The Austin Chronicle

https://www.austinchronicle.com/events/film/2017-06-09/it-comes-at-night/

It Comes at Night

Rated R, 97 min. Directed by Trey Edward Shults. Starring Joel Edgerton, Christopher Abbott, Carmen Ejogo, Riley Keough, Kelvin Harrison Jr..

REVIEWED By Marc Savlov, Fri., June 9, 2017

Compassion kills in dire times. That’s the widdershins message of Krisha director Shults’ sophomore feature, a severely downbeat, cabin-in-the-woods horror show that entwines the claustrophobic paranoia of George Romero’s Night of the Living Dead with the locked-door tension of Roger Corman’s Day the World Ended and a febrile case of Cabin Fever to boot. It’s a lean, mean, effective thriller that offers no explanation as to the means or method of humanity’s endgame while simultaneously focusing on the trip-wire frailty of a nuclear family trapped in the hungry, thirsty days of the dead – or is it, indeed, the dead? And if not, what are they?

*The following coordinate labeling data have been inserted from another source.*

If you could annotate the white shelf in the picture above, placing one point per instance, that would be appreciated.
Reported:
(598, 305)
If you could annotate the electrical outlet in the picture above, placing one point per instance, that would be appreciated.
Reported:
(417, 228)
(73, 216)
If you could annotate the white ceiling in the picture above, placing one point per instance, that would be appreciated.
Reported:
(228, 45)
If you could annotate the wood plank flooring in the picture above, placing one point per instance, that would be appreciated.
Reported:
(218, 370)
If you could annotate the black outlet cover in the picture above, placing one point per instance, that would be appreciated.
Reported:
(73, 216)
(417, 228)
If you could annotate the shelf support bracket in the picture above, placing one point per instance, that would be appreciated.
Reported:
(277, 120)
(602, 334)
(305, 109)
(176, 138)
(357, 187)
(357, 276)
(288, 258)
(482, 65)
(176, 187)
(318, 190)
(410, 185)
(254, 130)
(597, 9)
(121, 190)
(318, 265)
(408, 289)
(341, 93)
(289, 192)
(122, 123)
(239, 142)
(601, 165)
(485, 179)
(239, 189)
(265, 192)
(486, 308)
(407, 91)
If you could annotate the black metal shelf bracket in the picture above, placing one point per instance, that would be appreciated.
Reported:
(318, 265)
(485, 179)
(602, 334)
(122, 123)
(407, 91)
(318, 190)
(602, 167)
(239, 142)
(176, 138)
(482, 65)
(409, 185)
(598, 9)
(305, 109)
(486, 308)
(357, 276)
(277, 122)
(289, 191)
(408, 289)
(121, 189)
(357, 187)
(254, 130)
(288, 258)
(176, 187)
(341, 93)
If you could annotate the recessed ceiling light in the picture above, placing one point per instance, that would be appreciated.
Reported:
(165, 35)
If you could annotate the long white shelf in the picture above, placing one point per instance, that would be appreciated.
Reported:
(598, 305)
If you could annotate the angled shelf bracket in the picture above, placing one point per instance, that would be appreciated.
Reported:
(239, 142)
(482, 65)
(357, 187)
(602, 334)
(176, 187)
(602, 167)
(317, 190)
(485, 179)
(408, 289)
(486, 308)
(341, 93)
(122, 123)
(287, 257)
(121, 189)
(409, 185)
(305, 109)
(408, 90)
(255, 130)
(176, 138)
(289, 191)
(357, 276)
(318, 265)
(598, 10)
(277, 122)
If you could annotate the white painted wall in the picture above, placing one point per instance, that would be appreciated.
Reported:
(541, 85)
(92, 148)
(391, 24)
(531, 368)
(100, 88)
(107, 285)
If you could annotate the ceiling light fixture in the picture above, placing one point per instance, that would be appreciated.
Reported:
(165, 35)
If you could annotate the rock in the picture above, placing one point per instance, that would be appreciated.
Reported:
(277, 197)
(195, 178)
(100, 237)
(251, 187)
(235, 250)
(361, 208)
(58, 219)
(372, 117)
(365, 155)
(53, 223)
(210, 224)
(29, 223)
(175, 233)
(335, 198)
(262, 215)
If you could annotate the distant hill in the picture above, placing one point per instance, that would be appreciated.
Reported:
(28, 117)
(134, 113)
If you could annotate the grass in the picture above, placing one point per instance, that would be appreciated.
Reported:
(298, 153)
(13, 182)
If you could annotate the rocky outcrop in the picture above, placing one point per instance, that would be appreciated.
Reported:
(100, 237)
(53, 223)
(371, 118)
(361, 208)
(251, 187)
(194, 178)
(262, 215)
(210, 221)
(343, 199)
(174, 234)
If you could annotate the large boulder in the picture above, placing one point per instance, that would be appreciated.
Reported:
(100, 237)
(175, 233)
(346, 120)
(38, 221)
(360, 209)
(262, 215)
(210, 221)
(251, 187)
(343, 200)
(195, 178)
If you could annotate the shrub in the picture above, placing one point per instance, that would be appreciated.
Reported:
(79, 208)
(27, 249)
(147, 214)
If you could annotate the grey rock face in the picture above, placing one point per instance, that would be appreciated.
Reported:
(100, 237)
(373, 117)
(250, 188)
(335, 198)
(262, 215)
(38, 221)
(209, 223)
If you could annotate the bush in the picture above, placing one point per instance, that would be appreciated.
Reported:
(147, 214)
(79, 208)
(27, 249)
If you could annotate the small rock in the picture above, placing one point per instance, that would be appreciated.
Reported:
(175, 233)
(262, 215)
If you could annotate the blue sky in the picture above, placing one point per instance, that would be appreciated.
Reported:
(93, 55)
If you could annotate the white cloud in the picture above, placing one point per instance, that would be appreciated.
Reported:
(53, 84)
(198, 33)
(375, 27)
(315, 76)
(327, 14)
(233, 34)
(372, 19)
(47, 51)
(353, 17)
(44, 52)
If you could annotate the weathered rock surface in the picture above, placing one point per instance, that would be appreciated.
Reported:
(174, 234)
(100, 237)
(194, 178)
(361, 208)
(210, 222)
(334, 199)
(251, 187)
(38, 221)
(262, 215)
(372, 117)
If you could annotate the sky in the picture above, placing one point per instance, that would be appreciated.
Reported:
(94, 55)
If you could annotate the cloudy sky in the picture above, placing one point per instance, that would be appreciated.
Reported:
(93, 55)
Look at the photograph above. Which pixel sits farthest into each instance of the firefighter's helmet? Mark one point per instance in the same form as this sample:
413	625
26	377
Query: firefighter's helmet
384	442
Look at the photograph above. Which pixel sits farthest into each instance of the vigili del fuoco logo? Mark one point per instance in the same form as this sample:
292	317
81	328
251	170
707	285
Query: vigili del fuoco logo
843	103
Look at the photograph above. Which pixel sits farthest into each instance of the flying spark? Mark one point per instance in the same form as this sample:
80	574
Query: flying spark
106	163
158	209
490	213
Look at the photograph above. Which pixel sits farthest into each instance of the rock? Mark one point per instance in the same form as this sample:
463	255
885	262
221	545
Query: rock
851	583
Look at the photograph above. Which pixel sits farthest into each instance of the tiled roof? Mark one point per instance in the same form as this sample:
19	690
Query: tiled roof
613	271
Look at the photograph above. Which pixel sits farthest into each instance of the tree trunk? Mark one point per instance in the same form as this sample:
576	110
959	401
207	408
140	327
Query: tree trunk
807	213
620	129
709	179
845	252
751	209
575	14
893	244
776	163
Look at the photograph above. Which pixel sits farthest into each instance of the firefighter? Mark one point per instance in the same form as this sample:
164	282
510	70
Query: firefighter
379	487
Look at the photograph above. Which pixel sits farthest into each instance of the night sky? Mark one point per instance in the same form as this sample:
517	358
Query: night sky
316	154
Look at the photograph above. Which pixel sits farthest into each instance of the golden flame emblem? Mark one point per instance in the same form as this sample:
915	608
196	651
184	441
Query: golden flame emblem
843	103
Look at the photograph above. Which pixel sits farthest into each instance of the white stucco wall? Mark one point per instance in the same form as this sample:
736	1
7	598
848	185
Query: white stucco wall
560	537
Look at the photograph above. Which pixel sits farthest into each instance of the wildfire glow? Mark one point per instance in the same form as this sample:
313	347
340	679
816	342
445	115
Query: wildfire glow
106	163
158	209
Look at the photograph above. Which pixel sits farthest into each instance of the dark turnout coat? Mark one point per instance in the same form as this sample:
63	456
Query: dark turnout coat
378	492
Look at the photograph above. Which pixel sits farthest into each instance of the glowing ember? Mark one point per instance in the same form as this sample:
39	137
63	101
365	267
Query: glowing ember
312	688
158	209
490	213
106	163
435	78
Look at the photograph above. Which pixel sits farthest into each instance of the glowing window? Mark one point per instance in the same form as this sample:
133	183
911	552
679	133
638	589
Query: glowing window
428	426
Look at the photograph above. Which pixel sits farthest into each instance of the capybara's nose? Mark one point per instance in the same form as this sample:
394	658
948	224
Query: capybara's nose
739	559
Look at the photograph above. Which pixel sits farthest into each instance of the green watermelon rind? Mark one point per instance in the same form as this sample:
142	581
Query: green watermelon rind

To his credit, Shults keeps us in the dread dark (often literally), and instead focuses on spouses Paul (Edgerton) and Sarah (Ejogo), who along with son Travis (Harrison Jr.), have holed up in an old house in the woods, effectively maintaining a daily routine – two meals a day, keep those doors locked at all times – as an unseen force roams outside their quadruple-locked home and an unseen force infects others with a grisly, Ebola-esque fate.

All’s well that doesn’t end well when desperate intruder Will (Abbott) bursts into the house in the middle of the night and manages to convince Paul that his wife and daughter are dying of thirst just eight miles away. After an ambush on the road, the now-allied pair manage to bring Will’s wife Kim (Keough) and 4-year-old son Andrew (Faulkner) to Paul’s safe place; but how safe is it? The family dog goes missing, eerie howls echo throughout the woods, and before long – another nod to Romero – it’s family against family against God-knows-what.

The devil, or whatever that is outside, is in the details in It Comes at Night. Shults’ film, which he also wrote, is a model of nightmare minimalism, trusting the audience to use their imagination to supply their own, patently more terrifying, idea of what the hell is shrieking out there in the forest.

Director of photography Drew Daniels amps up the fear factor by coupling tight close-ups of frightened faces to both tenebrous interiors and the unnaturally distressing light of Coleman lanterns and gasolined gravesites. Infused with a perpetual gloom that renders even the lush, daylight woodland as threatening as Grizzly breath on the back of your neck, Shults’ intimate, doom-trippy portrait of two modern American families devolving into primitive tribalism is unnerving and powerful. Got a family? Best prepare yourself for some seriously freaky-ass bad dreams post-screening.